Legend: RNA vs. DNA counts for each cCRE, normalized to sequencing depth. Each data point is a hexagon representing the local density of cCREs.
Interpretation: The successful example showcases many sequences with high RNA-to-DNA ratios, reflected by points above the diagonal. The 1st unsuccessful example showcases little to no activity, with points clustering along the diagonal, and the 2nd unsuccessful example showcases silencing, reflected by many points falling below the diagonal.

3.22 Activity of controls

Goal: Assess the dynamic range of activity
Input file: activity_df
Evaluated metrics: Dynamic Range

Legend: Box plots of activity levels for positive and negative controls, as well as cCREs.
Interpretation: In the successful example, positive controls show high activity while negative controls show low activity. The unsuccessful example shows similar activity levels for positive and negative controls.

3.23 Genomic annotations

Goal: Assess concordance with endogenous signals of active chromatin marks
Input file: screen_df
Evaluated metrics: Concordance with endogenous signals

Legend: A stacked bar plot of cCRE overlap with active chromatin marks (ENCODE SCREEN elements). cCREs were grouped into six groups based on their activity levels.
Interpretation: The successful example showcases increased overlap with active chromatin marks as activity increases. The unsuccessful example shows no such increase

3.24 Proximity to TSS

Goal: Assess concordance with endogenous locations of cCREs
Input file: tss_df
Evaluated metrics: Concordance with endogenous signals

Legend: Box plots of cCRE distance to the closest TSS. cCREs were grouped into six groups based on their activity levels.
Interpretation: The successful example showcases that more active cCREs tend to be closer to a TSS. The unsuccessful example shows no such trend

3.25 AI predictions vs activity

Goal: Assess the correlation between AI predictions of activity and MPRA results
Input file: AI_df
Evaluated metrics: Concordance with endogenous signals

Legend: Experimentally measured activity vs AI-predicted activity.
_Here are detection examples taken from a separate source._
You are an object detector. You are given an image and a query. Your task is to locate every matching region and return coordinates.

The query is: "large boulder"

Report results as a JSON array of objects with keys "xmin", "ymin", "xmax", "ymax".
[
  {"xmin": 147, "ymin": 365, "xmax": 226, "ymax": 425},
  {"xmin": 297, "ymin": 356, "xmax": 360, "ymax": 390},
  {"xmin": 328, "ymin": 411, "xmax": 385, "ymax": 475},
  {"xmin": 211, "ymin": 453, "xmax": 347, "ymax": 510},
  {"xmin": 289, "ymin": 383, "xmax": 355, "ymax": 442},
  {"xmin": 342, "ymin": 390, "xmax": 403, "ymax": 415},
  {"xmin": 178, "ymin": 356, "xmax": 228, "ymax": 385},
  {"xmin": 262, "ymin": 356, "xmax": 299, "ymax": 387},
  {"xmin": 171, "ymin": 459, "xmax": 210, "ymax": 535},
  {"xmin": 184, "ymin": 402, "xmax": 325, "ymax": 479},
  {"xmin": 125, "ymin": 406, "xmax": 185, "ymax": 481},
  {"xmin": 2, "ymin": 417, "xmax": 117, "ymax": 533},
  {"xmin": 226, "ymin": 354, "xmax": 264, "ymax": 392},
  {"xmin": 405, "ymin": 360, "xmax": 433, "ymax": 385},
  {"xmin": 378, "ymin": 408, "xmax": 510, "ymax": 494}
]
Each data point is a hexagon representing the local density of cCREs.
Interpretation: The successful example showcases a high correlation, and the unsuccessful example showcases little correlation

3.26 AI predictions vs differential activity

Goal: Assess the correlation between AI predictions of differential activity and MPRA results
Input file: AI_comparative_df
Evaluated metrics: Concordance with endogenous signals

Legend: Experimentally measured differential activity vs AI-predicted differential activity. Each data point is a hexagon representing the local density of cCREs.
Interpretation: The successful example showcases some correlation, and the unsuccessful example showcases no correlation.